Abstract
Structural engineers shape the built environment that the public must live in, yet the criteria against which their designs are optimized are not always set by the public itself. Every structure reflects a set of priorities (efficiency, cost, safety, aesthetics, constructability), and the question of whose priorities get embedded in those criteria has significant civic consequences. In the AISC Student Steel Bridge Competition, design priorities are codified transparently in a public rulebook that rewards lightweight, stiff, economical, and quickly-erected structures, producing a clear civic standard against which engineering performance can be measured. By contrast, along New York City's Billionaires' Row, structural engineering of extraordinary sophistication has produced slenderness ratios exceeding 20:1, tuned mass dampers, and foundations driven deep into Manhattan schist, all optimized against criteria set largely by private developers and global capital, producing towers that are roughly 44 percent vacant while the city around them faces a worsening housing crisis. Both projects therefore engage with the same underlying problem: how do the values embedded in structural design decisions shape the civic outcomes those structures produce, and what happens when professional engineering excellence is decoupled from public benefit? Examining these questions across two very different design contexts illuminates the social stakes of structural engineering practice itself.
This year's problem statement sent out by the American Institute of Steel Construction (AISC) challenged students to design, fabricate, erect, and test a 1:10 scale model pedestrian bridge for a Rio Grande crossing north of El Paso. The competition mimics real world construction and environmental constraints through a variety of restrictions. These restrictions include inhibiting construction from taking place along the riverbank to prevent erosion, maintain a navigable channel in the river, and using 90% recycled material. Our team began an iterative design process in the fall, making use of two finite element analysis (FEA) softwares, SAP 2000 and Solidworks. Working with a steel manufacturer, we purchased $3700 worth of structural grade A36 steel and began our fabricating process in the spring.
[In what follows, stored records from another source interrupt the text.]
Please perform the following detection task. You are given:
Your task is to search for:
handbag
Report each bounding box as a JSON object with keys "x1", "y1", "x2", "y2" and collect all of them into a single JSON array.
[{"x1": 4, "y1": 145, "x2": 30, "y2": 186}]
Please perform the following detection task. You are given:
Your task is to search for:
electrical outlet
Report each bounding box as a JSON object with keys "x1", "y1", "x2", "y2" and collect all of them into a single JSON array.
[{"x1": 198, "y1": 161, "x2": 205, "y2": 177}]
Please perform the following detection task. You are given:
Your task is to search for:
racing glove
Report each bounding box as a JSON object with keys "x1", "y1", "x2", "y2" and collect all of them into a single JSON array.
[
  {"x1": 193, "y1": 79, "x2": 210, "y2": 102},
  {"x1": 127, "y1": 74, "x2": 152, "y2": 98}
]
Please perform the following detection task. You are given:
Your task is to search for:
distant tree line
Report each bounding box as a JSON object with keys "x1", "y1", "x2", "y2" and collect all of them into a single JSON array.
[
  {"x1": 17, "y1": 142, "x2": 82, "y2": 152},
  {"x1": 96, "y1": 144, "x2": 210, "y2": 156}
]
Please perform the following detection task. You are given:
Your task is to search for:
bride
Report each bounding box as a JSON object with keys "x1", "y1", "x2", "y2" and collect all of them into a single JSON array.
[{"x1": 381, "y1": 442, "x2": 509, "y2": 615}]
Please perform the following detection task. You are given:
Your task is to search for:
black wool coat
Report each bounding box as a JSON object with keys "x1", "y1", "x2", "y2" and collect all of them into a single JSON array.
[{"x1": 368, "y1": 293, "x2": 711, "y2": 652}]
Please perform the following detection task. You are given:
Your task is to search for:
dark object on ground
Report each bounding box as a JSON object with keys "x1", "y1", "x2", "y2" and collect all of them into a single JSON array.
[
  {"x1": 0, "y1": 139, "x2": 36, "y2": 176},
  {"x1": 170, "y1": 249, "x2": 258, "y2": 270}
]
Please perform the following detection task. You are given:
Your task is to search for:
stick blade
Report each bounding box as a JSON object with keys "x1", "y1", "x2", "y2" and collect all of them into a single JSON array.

Fabrication consisted of cutting, grinding, and welding, all of which was performed entirely by our student team. The culmination of our work took place at the competition on April 11th at Old Dominion University. After being put through a series of tests including weight, construction time, dimension constraints, and load testing, our bridge took 3rd place overall out of the nine teams competing in our region. Our bridge weighed in at 380 pounds, took us 19 minutes to build, fit all dimensional constraints, and deflected 1.5 inches under the 2500 pounds (only half of the allowable 3 inches). Though we are happy with our improvements upon last year's team, we acknowledge that there are still improvements to be made.
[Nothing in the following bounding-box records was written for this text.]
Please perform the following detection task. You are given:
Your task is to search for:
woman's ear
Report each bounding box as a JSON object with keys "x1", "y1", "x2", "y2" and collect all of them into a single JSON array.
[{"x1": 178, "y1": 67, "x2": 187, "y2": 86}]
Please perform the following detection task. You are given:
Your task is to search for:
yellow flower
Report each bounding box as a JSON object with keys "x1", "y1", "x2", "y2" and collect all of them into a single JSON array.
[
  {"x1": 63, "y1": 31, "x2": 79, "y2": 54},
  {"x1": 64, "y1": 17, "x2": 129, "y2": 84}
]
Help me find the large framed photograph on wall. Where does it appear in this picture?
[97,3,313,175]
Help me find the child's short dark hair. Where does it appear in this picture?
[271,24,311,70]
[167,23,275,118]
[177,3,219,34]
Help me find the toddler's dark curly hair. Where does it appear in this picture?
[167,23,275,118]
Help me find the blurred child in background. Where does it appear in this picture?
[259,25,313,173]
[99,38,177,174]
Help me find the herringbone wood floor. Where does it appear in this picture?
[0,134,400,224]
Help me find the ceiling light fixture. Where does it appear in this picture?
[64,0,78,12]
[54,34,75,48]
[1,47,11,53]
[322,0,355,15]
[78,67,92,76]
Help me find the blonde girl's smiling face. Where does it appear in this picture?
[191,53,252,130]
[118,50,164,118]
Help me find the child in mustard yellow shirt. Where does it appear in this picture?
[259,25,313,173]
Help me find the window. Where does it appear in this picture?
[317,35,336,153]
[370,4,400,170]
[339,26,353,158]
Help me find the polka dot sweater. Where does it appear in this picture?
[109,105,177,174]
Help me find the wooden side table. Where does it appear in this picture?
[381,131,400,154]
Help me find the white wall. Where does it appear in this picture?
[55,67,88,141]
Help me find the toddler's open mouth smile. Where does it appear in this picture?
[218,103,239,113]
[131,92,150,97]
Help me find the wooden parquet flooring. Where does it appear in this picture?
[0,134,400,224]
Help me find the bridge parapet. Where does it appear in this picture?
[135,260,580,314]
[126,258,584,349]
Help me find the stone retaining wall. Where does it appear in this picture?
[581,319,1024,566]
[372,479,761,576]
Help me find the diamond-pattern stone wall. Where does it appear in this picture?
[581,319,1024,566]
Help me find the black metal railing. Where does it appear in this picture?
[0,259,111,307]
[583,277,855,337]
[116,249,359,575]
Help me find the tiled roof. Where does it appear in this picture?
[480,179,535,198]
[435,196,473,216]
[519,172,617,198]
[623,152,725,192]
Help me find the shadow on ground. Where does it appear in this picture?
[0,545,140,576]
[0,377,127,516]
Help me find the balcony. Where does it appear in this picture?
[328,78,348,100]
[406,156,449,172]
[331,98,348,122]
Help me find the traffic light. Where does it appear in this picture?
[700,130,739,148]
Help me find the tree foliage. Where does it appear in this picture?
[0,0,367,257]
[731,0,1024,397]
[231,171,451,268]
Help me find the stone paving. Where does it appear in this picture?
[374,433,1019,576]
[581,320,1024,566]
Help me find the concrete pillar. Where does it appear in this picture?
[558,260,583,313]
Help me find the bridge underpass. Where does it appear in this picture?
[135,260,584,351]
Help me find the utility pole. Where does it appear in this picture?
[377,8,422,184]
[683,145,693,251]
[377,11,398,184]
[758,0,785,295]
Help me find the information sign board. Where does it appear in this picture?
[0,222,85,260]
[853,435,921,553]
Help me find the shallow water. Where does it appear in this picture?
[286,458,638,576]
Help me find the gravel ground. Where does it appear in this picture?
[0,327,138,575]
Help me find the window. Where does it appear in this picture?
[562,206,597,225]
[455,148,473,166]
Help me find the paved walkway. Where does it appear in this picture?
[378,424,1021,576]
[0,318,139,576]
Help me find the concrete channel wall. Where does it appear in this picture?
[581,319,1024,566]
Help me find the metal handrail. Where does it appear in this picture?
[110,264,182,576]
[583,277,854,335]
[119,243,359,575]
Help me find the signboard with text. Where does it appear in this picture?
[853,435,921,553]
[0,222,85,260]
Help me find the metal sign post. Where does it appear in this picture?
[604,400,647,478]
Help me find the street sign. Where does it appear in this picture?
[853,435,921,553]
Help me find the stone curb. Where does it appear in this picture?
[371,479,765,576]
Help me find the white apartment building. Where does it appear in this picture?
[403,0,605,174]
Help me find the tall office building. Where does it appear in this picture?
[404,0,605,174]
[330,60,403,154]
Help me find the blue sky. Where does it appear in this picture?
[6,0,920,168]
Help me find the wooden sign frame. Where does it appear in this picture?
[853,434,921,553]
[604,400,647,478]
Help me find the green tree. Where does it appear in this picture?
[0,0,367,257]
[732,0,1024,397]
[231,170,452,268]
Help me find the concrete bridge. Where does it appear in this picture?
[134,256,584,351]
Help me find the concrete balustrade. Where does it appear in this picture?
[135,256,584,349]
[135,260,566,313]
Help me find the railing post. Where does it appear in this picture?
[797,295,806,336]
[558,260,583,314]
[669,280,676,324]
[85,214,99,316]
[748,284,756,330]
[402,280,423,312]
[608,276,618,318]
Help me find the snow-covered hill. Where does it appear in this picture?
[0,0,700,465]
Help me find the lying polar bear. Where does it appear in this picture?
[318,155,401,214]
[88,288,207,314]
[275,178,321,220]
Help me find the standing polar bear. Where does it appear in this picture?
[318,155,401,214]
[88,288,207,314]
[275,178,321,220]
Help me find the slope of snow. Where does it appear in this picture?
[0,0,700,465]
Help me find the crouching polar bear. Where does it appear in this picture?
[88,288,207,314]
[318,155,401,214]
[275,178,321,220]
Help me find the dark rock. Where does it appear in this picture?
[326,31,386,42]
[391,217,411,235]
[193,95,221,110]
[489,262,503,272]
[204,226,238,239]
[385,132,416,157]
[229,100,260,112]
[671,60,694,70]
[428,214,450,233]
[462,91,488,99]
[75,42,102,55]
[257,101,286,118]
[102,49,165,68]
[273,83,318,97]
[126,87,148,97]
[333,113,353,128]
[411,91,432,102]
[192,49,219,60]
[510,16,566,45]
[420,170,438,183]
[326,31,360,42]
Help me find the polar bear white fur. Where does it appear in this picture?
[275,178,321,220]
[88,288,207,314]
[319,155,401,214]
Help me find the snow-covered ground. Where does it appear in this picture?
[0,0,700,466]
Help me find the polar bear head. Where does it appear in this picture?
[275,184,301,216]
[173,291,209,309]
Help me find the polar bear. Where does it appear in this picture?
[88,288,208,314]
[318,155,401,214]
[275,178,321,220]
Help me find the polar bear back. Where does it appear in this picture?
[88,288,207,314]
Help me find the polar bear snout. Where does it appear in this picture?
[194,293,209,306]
My STS Research Paper investigates whether the supertall skyscrapers of New York City's Billionaires' Row represent architectural aspiration or architectural alienation, and how New Yorkers' perceptions of these buildings reflect broader tensions around urban inequality. To answer this question, I conducted a qualitative content analysis of approximately 900 comments collected from six Reddit threads and four YouTube videos between 2022 and 2026, coding each into one of six categories: Awe & Spectacle, Aesthetic Rejection, Structural Failure, Vacant Speculation, Civic Harm, and Class Resentment. The analysis is grounded in three connected STS frameworks: Winner's politics of artifacts, Bijker and Pinch's social construction of technology (SCOT), and Jasanoff's civic epistemology. Results show that negative sentiment dominated discourse at 82 percent, with Aesthetic Rejection emerging as the largest single category, though commenters consistently linked visual critiques to deeper social and political concerns. Drawing on Winner, I argue that the public reads these towers as embodiments of an unequal urban order rather than as neutral architecture; drawing on SCOT, I show that interpretations vary meaningfully across platforms and video framings; and drawing on Jasanoff, I demonstrate that non-expert commenters using terms like "tax shelter" and "money laundering" produce critiques that closely mirror Stein's academic account of housing financialization. I conclude that Billionaires' Row represents both aspiration and alienation, but not equally: commenters admire the engineering while condemning the system that produced it, and their discourse constitutes a legitimate form of civic knowledge deserving serious scholarly attention.